Young professors today sometimes have to teach all, or at least most, of their courses online. On our walk the other day Kris exclaimed, Who’d want to do that! I had brought up one of my former students who took a post in the Midwest and after a year or two moved on because, as I recall, she didn’t want to do all the online courses. Teaching, to quote a memorable baseball book, is whole different ball game. Students are online; students turn in digital copies; professors read digital copies; professors mark digital copies; professors turn in digital grades; students receive digital feedback and grades. Some professors never so much as shake hands with students, and many students never meet their professors. I know a professor who couldn’t take the disembodied classroom and quit. Up and gone. I would not teach if the entire class was online, so my days are numbered. I’m writing this during a week when on Saturday I will be teaching online for a number of hours and I dread it. It’s only do-able because I have been a week-long intensive with these students.
Students today use AI and consider it research. It isn’t. AI’s doing “research” and the student expects AI to do more than it can do. Students today tend to think everything is online and if it isn’t, it doesn’t matter. (It does.) Some students have “libraries” that are almost entirely digital. For some the only Bible they have is online, and they use a phone for Bible reading. Students today can amass more sources in 20 seconds than we could–back in the day–in 200 minutes by combing through shelves and the manual card catalog and asking the librarian where section 226.2 is. (Yes, Dewey Decimal was serious business.) Students have access to grammar checks and spelling checks in their MS Word file. From what I hear, they can submit their paper to writing programs that will adjust and fix and improve their prose. Whether they look at it and learn from it or not. It’s a whole lot faster than looking up Strunk and White. I hope they learn from the automated fixers.
It took professors a week or two, and in some cases an eternity, to get papers graded. Schools can now monitor professors on when papers are due and how many papers are stuck in their system and how many aren’t graded and how many grades are not turned in and when they are due. This is all to the better for students.

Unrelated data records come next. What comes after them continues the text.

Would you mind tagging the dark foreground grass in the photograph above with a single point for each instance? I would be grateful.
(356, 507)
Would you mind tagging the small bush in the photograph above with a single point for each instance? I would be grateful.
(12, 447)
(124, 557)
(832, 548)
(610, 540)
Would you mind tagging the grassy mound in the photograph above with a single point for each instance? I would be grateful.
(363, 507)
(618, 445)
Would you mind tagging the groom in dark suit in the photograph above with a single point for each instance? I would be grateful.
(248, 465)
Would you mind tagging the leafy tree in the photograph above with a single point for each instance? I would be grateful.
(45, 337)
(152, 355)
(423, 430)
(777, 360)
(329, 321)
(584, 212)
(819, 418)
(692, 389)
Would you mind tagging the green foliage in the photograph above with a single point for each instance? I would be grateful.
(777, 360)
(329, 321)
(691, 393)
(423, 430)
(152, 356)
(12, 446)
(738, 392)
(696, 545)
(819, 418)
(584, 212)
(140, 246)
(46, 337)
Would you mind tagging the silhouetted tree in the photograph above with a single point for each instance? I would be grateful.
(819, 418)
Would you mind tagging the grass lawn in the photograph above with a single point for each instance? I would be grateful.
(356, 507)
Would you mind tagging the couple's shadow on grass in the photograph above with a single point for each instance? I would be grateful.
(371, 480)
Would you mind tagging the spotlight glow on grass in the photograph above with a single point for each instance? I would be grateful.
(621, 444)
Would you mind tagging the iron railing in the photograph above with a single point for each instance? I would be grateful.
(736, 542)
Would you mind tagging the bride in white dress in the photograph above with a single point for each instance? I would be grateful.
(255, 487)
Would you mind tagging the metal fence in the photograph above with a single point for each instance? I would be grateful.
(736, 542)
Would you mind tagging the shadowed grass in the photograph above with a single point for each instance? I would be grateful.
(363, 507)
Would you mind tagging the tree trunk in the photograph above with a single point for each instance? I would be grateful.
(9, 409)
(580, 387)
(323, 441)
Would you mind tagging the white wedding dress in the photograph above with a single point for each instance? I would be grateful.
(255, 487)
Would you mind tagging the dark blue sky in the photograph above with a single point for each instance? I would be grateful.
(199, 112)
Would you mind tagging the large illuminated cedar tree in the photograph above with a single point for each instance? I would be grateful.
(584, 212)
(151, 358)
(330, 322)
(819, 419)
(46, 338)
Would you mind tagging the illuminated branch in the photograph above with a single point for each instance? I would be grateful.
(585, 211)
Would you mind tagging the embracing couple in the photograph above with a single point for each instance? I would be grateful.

I, for one, am not persuaded by the digital systems at work today. The best classes are when we gather together, around a text or topic, and the computers and phones are absent, and we talk to one another. And say goodbye. Some students shake hands, some hug, and some leave the class period with tears in their eyes. Some professors, too.



If I had life to do over again I would have been one of your students. Did my doctoral study in Sociology and labored at a state institution. Was the faculty sponsor for InterVarsity for 24 years and that led me to go to work for them for 15 years as my career climaxed. All of my theological training/experience was self guided and self taught. Retired now for 13 years, most of my continued study/reading are on spiritual and church issues. Enjoyed reading this a lot as my career spanned the times from a manual typewriter to very fast computers.
I’m thankful for the opportunity that online classes affords, but you can’t beat those in-person, intensive classes. I’m glad I got to have two of them with you.